WeasyPrint icon indicating copy to clipboard operation
WeasyPrint copied to clipboard

Failed to load stylesheet from Windows network drive

Open m-ad opened this issue 2 years ago • 4 comments

I am trying to work with a HTML input that includes a CSS stylesheet on a Windows network share (starting with double backslash). Simplified example:

import weasyprint
s = '<html><head><link rel="stylesheet" type="text/css" href="style.css"></head><body>TEST</body></html>'
base_url = r"\\NETWORK\folder" # replace with real network path that contains a style.css file
weasyprint.HTML(string=s, base_url=base_url).write_pdf("test.pdf")

I get this error message:

Failed to load stylesheet at file:///NETWORK/folder/style.css : URLError: <urlopen error [WinError 3] Das System kann den angegebenen Pfad nicht finden: '\\NETWORK\\folder\\style.css'>

Note file:///NETWORK/folder/style.css has three slashes at the beginning, that's one / missing.

After some introspection I think I found the culprit here https://github.com/Kozea/WeasyPrint/blob/master/weasyprint/urls.py#L130.

Up to this point base_url is "file:////NETWORK/folder" (four slashes) and url is "style.css", but urljoin removes one of the slashes and we end with the broken "file:///NETWORK/folder/style.css" (three slashes).

Like this:

>>> import urllib.parse
>>> urllib.parse.urljoin("file:////NETWORK/folder","style.css")
'file:///NETWORK/style.css'

Might be a good idea to treat URLs and Windows network paths differently or use some other tool than urllib.parse.urljoin to put base_url and url together.

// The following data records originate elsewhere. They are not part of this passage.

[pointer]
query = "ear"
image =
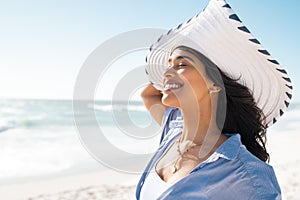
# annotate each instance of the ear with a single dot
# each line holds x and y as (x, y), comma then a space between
(214, 89)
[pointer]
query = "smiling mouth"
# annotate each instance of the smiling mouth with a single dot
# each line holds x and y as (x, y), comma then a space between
(172, 86)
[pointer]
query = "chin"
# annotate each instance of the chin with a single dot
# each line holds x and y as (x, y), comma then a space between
(170, 100)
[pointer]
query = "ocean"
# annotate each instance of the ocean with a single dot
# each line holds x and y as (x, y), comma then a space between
(39, 138)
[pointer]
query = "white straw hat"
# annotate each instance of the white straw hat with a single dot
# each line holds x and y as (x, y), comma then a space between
(219, 34)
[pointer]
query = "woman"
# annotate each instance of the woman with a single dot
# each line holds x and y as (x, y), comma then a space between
(214, 113)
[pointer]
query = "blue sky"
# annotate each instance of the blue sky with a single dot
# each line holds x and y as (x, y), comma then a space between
(43, 44)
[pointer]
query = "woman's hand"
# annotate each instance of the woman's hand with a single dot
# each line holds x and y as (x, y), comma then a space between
(152, 100)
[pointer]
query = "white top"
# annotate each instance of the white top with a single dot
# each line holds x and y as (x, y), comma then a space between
(153, 187)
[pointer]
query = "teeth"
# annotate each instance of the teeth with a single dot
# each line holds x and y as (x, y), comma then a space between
(172, 86)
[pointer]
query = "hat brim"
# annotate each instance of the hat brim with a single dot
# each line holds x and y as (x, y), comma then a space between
(219, 34)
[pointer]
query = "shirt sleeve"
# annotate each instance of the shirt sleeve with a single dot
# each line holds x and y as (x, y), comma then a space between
(170, 114)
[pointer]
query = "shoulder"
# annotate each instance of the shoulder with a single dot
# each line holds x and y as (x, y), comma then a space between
(259, 175)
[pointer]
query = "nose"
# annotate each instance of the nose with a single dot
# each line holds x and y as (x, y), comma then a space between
(170, 72)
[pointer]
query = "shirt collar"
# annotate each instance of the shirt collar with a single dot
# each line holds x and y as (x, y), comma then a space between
(228, 150)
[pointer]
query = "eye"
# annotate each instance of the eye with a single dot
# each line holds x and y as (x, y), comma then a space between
(180, 65)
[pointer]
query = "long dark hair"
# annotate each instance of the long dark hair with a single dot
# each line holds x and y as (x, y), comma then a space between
(237, 111)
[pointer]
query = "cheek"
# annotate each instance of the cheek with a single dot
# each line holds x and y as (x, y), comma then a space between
(194, 82)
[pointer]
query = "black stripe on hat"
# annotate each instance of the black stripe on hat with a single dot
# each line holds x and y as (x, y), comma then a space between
(289, 86)
(244, 28)
(264, 51)
(273, 61)
(287, 79)
(159, 38)
(281, 70)
(235, 17)
(179, 26)
(254, 41)
(286, 103)
(281, 112)
(151, 47)
(226, 6)
(289, 95)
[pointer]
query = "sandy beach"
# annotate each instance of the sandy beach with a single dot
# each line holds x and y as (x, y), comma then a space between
(109, 184)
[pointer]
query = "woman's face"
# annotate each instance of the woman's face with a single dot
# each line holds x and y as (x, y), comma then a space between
(185, 80)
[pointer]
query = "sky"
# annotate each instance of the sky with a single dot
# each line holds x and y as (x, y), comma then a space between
(43, 44)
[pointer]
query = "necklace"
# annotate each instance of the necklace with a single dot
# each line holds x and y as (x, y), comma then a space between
(182, 148)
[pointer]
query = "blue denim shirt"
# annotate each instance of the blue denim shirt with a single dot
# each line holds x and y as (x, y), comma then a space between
(231, 172)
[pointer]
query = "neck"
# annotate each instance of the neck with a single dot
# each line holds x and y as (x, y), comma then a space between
(200, 125)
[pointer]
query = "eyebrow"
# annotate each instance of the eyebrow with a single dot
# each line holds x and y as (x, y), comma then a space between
(182, 57)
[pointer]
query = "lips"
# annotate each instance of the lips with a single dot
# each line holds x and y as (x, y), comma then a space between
(172, 85)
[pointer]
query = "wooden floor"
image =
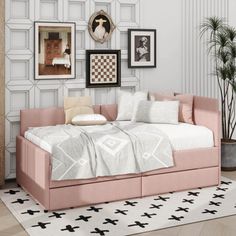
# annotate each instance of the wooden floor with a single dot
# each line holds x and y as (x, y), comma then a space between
(226, 226)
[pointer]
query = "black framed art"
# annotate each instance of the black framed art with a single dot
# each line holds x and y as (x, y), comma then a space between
(54, 48)
(102, 68)
(141, 48)
(100, 26)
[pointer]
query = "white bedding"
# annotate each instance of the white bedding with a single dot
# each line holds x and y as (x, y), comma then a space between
(182, 136)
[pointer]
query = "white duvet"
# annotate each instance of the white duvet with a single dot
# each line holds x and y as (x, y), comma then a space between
(182, 136)
(81, 152)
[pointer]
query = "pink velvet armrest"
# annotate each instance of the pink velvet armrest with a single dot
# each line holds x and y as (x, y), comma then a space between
(206, 113)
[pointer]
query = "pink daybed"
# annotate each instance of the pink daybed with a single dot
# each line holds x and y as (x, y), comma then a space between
(193, 168)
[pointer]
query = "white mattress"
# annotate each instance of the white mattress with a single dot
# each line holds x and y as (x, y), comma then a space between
(182, 136)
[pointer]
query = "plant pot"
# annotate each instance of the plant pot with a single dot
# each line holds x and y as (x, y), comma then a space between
(228, 155)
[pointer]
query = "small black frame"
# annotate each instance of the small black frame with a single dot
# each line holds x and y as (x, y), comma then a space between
(141, 48)
(100, 65)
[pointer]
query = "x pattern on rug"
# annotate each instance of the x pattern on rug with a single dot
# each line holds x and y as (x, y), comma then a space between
(124, 217)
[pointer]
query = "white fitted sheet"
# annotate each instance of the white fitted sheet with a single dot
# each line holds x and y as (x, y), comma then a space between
(182, 136)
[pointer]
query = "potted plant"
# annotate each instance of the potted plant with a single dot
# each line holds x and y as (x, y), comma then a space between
(222, 47)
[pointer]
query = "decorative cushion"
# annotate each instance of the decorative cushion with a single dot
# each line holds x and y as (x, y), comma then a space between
(89, 119)
(77, 105)
(157, 96)
(164, 112)
(185, 107)
(127, 104)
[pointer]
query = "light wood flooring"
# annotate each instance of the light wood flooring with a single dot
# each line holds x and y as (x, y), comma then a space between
(226, 226)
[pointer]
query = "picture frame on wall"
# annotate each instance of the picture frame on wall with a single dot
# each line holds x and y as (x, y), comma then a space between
(103, 68)
(54, 49)
(141, 48)
(100, 26)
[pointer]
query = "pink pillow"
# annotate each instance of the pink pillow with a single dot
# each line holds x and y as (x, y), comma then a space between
(185, 107)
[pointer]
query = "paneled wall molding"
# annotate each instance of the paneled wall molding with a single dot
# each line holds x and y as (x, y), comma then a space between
(22, 91)
(2, 93)
(197, 67)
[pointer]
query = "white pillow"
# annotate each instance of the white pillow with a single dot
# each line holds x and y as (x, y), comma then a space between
(165, 112)
(89, 119)
(127, 104)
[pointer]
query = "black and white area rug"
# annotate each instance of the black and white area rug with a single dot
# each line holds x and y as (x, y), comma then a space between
(124, 217)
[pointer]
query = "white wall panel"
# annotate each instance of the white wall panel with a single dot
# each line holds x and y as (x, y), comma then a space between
(23, 92)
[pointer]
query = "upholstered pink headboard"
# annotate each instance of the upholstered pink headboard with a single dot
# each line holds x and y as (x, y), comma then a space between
(205, 113)
(55, 115)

I am not sure at which place and in which way this is best treated, though.

m-ad avatar Feb 23 '23 14:02 m-ad

I managed this workaround with a custom url_fetcher:

def custom_url_fetcher(url):
    url = url.replace("file:///", r"\\")
    with open(url, "r") as f:
        string = f.read()
    return dict(string=string, mime_type="text/css", redirect_url=url)

if base_url.startswith(r"\\"):
    url_fetcher = custom_url_fetcher
else:
    url_fetcher = weasyprint.default_url_fetcher
html = weasyprint.HTML(string=html_str, base_url=base_url, url_fetcher=url_fetcher)   

It is kind of hacky, but it works for now. I still would consider this a bug, though.

m-ad avatar Mar 27 '23 13:03 m-ad

Hi!

These URLs are not standard, that’s why they don’t work with urljoin.

Does file://NETWORK/folder work? It seems to be the preferred format for .NET for example, and it should work nicely with urljoin.

liZe avatar Apr 08 '23 08:04 liZe

Hi @liZe,

sure, these are not well-formed URLs, but tell that to Microsoft ;-) That's why I did not open this issue in urllib. urllib.parse.urljoin is joining URLs just fine unless you give it something which is not an URL, like a Windows network drive 🤷‍♂️. So my suggestion for weasyprint would be to detect Windows network drives (startswith(r"\\") ?) and not use urljoin in these cases. I am just not sure where exactly in the code this would make most sense.

As to your suggestion:

import weasyprint
base_url = r"file://NETWORK/folder"  # substitute with real network path that contains a style.css file
s = '<html><head><link rel="stylesheet" type="text/css" href="style.css"></head><body>TEST</body></html>'
weasyprint.HTML(string=s, base_url=base_url).write_pdf("test.pdf")

This code logs this ERROR at __init__:find_stylesheets:278:

Failed to load stylesheet at file://%5C%5CNETWORK%5Cfolder/style.css : URLError: <urlopen error [WinError 2] Das System kann die angegebene Datei nicht finden: '\\style.css'>

Note the major confusion with the slashes, a mix between escaped backslashes "%5C"s, normal backslashes "" and normal forward-slashes "/".

No exception is raised and a PDF is generated, but it does not use the stylesheet.

m-ad avatar Apr 19 '23 07:04 m-ad

If someone here has a Windows system, I’d loved to find a real URL pattern for network drives that works with urlopen!

liZe avatar Aug 19 '23 10:08 liZe

If anyone can give more information on this, feel free to add a comment.

liZe avatar Jun 07 '24 07:06 liZe